Since the end of the ten-year civil war in Nepal, which took more than 13,000 lives, an uneasy quasi-peace has reigned. But in spite of the presence of a "Comprehensive Peace Agreement," the conflict never really ended. It just shifted from military violence to civil disruptions, in the form of the "bandh."
"'Bandh' means shutdown," Rauniyar explains. "If a group, an organization or a party is 'unhappy' and wants to demand something from the government, the first thing they do is to shut down the major highways which connect the capital, or a road, or a city, or the whole country!"
The former journalist has been caught up in several bandhs. "One of these was 57 hours long with no food or water; I even witnessed two people being killed. When vehicles were allowed leave around midnight of the third day, they drove over the people sleeping in the road in a rush to escape."
That experience, and many other incidents like it, inspired his film, which follows the occupants of a bus that has been caught up in a bandh.
"I thought that a bus would be a great 'vehicle,' literally, for the film," he says, "because it's one of the few places where you get a cross-section of Nepali society. And as the onion is peeled for each character, you begin to see that people who are normally considered 'marginal' in the society actually are not necessarily that marginal, and that the 'normal' people, are not all that normal. That we're all struggling in our own ways. In that sense, I wanted to use differences as a way of helping people recognize what is common in each other, as a path for healing this very wounded society."
Rauniyar found his way into filmmaking from an unusual direction: journalism.

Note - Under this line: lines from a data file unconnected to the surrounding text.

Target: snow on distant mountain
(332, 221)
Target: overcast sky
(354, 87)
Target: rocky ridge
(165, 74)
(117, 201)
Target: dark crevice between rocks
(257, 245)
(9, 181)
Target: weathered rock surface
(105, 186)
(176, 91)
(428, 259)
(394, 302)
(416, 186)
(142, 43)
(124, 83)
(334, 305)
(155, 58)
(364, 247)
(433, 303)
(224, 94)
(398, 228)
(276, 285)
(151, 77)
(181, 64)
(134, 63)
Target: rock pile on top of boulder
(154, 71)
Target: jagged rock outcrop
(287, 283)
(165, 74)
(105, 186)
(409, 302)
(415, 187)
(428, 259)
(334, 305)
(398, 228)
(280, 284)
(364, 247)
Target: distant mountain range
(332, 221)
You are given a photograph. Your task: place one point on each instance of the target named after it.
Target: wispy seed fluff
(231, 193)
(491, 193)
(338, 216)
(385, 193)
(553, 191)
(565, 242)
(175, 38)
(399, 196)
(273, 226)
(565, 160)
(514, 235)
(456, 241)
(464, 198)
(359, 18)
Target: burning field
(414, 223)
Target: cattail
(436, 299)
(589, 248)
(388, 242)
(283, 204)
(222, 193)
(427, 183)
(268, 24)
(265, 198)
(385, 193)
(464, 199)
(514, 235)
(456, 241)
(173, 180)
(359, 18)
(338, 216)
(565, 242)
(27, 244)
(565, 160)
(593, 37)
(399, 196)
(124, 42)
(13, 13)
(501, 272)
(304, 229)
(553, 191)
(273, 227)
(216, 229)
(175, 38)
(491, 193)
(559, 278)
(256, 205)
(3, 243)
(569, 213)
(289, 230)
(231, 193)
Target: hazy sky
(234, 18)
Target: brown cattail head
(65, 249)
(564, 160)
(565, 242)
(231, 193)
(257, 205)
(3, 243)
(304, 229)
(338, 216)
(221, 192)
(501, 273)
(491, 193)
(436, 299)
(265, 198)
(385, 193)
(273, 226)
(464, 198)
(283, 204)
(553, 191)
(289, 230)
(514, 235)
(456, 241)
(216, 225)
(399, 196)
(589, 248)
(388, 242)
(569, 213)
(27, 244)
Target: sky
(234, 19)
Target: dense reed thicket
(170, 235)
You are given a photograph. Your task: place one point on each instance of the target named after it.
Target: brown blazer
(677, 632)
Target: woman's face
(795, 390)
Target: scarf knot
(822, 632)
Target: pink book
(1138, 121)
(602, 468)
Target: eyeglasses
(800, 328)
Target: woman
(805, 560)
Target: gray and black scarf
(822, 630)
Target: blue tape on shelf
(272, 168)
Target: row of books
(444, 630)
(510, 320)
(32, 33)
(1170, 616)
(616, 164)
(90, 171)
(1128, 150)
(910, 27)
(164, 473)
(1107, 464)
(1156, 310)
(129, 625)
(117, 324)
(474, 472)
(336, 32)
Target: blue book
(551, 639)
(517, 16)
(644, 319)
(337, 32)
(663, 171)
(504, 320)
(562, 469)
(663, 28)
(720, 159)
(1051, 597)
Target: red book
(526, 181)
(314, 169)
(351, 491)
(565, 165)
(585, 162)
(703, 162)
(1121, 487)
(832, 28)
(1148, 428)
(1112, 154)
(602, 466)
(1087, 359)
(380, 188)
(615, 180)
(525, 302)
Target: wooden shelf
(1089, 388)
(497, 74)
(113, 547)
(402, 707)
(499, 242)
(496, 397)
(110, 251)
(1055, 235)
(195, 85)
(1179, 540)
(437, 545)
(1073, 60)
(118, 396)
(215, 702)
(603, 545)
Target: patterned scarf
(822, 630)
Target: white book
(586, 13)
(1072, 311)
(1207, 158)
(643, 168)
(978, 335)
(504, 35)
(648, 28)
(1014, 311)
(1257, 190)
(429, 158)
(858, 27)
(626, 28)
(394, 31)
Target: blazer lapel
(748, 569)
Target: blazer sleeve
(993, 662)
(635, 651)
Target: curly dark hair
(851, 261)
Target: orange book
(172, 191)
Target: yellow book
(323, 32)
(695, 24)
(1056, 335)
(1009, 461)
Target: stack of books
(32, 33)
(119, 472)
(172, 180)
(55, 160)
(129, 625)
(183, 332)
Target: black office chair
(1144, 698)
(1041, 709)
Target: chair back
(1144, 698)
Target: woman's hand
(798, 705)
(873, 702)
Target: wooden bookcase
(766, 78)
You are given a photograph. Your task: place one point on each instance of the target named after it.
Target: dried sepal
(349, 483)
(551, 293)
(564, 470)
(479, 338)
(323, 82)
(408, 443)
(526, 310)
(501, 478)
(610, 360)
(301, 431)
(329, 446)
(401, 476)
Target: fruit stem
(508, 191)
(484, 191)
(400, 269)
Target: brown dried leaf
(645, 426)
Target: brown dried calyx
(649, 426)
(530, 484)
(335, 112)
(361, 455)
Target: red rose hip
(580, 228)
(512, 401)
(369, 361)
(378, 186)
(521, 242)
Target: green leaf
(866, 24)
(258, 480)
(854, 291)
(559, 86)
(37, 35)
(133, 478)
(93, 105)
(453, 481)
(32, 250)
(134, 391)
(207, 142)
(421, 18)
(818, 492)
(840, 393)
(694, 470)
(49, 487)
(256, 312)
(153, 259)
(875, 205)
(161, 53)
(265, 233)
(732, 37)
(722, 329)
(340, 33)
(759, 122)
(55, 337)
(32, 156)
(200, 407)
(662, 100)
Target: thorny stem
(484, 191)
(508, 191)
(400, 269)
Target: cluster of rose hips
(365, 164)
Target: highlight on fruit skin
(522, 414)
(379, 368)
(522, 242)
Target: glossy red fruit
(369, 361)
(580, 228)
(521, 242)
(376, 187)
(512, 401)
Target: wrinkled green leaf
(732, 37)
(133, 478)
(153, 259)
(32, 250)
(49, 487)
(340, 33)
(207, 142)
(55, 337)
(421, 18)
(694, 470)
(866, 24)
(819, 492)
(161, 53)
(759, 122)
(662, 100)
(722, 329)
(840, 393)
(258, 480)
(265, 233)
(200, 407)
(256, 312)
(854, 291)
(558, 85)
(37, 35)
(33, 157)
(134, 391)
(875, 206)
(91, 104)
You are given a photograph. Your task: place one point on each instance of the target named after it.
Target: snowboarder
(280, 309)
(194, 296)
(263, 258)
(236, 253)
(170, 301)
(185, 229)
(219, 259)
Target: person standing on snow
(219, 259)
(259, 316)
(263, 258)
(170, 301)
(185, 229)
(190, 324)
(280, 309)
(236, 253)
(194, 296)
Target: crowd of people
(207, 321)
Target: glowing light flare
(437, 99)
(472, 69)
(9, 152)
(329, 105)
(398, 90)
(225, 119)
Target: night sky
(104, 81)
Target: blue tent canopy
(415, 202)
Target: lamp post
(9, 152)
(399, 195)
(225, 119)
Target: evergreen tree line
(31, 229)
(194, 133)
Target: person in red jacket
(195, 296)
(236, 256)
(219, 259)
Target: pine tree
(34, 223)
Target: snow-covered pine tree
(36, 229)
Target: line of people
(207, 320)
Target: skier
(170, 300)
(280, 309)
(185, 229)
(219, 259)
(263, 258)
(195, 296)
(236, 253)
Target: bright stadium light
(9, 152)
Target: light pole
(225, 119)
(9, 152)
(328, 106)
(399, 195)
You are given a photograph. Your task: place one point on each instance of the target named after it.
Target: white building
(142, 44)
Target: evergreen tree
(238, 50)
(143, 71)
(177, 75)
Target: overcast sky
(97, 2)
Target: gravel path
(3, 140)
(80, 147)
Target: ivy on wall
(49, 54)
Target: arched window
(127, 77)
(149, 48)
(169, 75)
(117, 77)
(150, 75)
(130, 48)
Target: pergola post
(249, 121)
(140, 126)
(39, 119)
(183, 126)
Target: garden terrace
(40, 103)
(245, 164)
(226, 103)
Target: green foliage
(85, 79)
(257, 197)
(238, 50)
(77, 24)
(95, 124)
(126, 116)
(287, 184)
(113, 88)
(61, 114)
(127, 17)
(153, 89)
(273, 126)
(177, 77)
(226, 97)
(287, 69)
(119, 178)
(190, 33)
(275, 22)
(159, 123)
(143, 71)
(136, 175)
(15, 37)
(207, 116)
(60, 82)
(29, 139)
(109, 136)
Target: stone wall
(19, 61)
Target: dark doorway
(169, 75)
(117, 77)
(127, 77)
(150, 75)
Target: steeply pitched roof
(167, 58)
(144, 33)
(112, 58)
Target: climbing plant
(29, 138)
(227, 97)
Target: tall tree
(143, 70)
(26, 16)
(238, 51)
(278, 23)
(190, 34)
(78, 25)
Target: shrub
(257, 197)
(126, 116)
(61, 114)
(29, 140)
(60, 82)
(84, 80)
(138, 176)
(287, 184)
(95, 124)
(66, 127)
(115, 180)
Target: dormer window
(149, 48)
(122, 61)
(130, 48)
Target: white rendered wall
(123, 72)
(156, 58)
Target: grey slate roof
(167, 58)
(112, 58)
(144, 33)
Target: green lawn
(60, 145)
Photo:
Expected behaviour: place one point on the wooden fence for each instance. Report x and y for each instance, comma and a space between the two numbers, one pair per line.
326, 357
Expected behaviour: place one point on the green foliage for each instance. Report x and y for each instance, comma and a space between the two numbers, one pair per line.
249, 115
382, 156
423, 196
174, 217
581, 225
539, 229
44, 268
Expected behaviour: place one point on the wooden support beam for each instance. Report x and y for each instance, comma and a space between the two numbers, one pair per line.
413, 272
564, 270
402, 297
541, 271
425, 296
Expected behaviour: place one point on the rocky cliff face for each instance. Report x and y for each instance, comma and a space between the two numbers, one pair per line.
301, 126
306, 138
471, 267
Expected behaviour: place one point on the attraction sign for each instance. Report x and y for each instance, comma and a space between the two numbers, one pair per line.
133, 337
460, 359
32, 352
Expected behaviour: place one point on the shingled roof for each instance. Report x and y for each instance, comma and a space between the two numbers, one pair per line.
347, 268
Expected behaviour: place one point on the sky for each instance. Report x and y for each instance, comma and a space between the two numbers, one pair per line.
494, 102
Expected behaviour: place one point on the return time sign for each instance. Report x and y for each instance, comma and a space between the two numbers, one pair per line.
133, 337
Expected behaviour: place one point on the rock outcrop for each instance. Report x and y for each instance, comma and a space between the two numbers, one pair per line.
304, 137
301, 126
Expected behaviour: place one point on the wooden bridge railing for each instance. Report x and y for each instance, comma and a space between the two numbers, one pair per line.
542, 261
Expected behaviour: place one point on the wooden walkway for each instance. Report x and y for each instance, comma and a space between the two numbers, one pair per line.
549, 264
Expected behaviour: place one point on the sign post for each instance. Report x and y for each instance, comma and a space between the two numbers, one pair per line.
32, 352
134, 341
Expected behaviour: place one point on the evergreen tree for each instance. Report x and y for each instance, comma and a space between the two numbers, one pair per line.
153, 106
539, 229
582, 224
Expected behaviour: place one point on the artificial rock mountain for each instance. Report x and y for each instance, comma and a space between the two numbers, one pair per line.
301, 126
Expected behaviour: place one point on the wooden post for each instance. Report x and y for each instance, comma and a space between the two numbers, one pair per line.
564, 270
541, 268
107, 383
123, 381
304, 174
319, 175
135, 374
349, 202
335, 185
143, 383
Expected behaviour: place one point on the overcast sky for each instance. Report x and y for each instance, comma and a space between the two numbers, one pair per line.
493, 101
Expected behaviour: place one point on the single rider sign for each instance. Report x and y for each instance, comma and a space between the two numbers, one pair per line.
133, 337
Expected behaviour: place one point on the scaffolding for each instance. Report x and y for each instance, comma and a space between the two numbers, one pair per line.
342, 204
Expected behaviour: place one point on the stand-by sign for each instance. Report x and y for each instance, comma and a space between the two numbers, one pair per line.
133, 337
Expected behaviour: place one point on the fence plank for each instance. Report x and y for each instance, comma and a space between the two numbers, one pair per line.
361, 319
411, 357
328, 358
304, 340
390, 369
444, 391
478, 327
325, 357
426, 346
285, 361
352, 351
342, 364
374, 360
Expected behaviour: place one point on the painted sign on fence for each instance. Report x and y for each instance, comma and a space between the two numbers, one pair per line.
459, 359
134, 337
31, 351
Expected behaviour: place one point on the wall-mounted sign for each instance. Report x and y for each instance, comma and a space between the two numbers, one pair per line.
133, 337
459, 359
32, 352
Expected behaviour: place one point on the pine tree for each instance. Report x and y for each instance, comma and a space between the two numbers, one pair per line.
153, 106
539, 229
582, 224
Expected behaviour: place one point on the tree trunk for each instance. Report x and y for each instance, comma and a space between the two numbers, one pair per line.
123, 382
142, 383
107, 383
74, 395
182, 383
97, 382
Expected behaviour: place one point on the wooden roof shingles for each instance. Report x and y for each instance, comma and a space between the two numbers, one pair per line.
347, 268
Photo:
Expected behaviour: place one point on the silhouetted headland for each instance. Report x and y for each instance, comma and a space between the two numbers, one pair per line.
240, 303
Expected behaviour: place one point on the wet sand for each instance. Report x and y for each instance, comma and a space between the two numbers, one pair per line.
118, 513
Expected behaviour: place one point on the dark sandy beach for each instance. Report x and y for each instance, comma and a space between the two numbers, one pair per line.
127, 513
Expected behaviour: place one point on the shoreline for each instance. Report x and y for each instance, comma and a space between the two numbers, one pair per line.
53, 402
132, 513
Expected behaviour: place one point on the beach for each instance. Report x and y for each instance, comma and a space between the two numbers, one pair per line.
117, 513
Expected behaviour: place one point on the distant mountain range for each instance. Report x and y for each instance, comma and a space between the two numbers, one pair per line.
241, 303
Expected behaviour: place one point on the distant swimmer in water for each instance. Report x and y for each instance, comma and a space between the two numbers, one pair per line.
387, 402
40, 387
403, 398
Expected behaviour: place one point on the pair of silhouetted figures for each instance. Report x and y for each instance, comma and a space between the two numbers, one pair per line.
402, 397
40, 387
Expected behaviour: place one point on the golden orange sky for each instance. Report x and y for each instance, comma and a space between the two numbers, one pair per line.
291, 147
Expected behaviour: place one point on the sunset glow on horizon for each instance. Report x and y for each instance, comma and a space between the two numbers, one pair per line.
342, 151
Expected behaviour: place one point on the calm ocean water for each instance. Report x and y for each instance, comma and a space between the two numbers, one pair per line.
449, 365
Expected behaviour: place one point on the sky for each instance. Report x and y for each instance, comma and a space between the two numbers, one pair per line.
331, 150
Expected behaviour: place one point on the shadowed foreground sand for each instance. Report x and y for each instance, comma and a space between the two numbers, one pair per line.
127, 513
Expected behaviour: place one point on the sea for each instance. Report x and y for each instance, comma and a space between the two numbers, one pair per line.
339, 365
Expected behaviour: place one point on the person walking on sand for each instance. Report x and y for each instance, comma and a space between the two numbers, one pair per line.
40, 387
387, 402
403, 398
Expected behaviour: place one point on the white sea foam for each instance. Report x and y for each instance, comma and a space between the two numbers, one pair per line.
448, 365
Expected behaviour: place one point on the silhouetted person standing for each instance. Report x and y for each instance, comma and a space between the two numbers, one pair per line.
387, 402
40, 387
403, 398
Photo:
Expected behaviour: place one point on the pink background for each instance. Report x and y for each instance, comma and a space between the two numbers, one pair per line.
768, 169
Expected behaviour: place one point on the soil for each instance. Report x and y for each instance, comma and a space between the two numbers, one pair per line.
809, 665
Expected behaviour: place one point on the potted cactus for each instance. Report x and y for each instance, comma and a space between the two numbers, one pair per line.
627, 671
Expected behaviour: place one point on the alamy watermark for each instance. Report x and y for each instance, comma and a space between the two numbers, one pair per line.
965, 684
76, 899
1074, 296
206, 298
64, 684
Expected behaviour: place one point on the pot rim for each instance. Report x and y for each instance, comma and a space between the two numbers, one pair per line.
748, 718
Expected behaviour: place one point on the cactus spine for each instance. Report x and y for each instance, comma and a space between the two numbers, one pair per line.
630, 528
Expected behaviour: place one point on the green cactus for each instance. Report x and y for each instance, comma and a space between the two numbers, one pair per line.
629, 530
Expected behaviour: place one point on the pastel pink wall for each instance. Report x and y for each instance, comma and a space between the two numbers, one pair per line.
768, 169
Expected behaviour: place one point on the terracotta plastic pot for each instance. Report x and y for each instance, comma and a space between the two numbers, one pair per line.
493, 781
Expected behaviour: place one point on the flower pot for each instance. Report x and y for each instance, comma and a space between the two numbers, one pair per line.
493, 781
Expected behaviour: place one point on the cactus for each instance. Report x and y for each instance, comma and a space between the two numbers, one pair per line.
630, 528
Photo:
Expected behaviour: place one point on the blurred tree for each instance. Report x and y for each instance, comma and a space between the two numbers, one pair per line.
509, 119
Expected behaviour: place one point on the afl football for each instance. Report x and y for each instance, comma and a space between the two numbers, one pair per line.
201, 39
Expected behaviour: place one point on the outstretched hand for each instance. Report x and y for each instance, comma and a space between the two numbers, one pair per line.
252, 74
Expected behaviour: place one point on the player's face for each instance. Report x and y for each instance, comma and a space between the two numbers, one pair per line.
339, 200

"In 2005, I was working as an editor in a national daily newspaper for the arts page," he explains. "I often had arguments with filmmakers who furiously called about the bad reviews their films got, as they normally were bad copies of Hindi or Korean films. These conversations often ended with them challenging me to make films myself. So I started to get interested in filmmaking.
His initial forays into short films were encouraging enough that he embarked on a full-length feature, and "Highway" is the result. "I want to contribute to creating a new independent movement in Nepali cinema, and to inspire other young filmmakers in my country."
What advice does he have for young filmmakers? Don't get too caught up in the technology. "Focus on the story that your heart is willing to tell!"